Research Results 研究成果
窒素 (N) は核酸やアミノ酸、タンパク質に含まれ、生命を構成する上で必須の元素である。窒素は大気中に窒素ガス (N2) として豊富に存在しているが、不活性ガスとよばれるほど反応性に乏しく、人間が直接窒素源として利用することはできない。したがって生命活動を維持する上で、窒素ガスを還元して利用可能なアンモニアを合成する反応の開発は非常に重要である。今回、九州大学先導物質研究所の吉澤一成教授らの研究グループと東京大学大学院工学系研究科の西林仁昭教授らの研究グループは、窒素分子が配位した鉄窒素錯体を新規に分子設計・合成し、それを触媒として用いて常圧の窒素ガスを直接アンモニアへと変換することに成功した。
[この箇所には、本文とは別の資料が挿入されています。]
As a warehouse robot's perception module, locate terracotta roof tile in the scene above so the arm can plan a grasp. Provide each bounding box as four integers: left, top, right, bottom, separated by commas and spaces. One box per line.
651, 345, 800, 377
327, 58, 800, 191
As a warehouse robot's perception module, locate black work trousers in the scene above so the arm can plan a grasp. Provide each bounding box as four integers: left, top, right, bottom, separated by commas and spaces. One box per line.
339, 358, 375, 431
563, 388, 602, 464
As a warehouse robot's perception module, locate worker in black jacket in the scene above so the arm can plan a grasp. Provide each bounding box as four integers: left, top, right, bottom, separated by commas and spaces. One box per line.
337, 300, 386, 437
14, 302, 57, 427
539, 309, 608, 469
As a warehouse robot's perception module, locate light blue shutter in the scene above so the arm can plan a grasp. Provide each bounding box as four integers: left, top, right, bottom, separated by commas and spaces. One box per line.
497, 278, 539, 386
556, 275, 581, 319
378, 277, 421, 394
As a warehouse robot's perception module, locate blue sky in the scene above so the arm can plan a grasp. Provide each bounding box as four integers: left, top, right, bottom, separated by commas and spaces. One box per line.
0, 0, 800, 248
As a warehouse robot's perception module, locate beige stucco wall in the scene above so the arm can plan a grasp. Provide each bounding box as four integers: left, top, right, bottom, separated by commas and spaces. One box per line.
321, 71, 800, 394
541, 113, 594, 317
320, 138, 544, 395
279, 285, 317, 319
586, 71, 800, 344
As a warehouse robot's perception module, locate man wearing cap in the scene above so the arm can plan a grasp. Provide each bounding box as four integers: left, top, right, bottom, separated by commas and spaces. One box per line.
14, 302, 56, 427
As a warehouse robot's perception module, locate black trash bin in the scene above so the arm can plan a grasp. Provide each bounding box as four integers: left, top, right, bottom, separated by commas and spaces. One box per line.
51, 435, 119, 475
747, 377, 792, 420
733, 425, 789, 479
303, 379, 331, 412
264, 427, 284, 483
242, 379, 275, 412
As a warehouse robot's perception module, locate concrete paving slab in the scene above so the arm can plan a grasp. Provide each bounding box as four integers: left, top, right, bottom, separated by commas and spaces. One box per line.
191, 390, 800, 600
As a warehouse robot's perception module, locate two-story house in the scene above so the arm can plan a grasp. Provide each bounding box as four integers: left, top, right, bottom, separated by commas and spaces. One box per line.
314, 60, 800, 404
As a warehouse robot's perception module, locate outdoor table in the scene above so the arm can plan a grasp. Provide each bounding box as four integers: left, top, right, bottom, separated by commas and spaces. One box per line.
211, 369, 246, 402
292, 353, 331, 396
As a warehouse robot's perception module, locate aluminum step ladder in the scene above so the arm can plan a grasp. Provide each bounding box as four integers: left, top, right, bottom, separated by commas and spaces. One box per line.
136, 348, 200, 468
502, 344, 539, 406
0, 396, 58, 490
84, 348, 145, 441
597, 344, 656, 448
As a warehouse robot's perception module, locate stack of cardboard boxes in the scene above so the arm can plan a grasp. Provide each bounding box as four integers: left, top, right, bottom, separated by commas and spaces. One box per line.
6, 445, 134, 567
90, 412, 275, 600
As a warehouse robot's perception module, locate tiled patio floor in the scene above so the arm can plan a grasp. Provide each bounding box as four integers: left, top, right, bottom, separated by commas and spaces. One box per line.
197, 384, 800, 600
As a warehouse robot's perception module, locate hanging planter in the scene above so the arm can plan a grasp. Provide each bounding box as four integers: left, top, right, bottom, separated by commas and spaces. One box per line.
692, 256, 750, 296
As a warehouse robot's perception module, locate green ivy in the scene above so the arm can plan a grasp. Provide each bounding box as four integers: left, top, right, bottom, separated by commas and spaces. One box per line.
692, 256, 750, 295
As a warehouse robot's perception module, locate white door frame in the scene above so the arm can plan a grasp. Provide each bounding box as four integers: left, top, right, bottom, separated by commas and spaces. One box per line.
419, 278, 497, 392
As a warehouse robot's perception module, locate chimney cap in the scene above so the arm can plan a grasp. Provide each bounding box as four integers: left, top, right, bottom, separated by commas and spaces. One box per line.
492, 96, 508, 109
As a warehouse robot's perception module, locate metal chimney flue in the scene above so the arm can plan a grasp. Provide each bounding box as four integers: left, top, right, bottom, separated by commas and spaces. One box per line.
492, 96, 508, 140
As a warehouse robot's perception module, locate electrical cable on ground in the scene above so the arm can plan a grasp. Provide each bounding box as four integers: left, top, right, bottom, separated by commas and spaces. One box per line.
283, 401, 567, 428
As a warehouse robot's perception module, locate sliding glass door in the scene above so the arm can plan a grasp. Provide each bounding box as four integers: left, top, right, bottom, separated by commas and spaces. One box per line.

さらに反応条件によって窒素ガスから選択的にヒドラジンが生成するというこれまでに例がない触媒反応をみいだした。
本研究の成果は、現法のハーバー・ボッシュ法に代わり得る次世代型の窒素固定法であり、今後の窒素固定触媒開発の指針となると期待される。
本研究成果は、2016年の7月20日の「Nature Communications(ネイチャー・コミュニケーションズ)」のオンライン速報版で公開されました。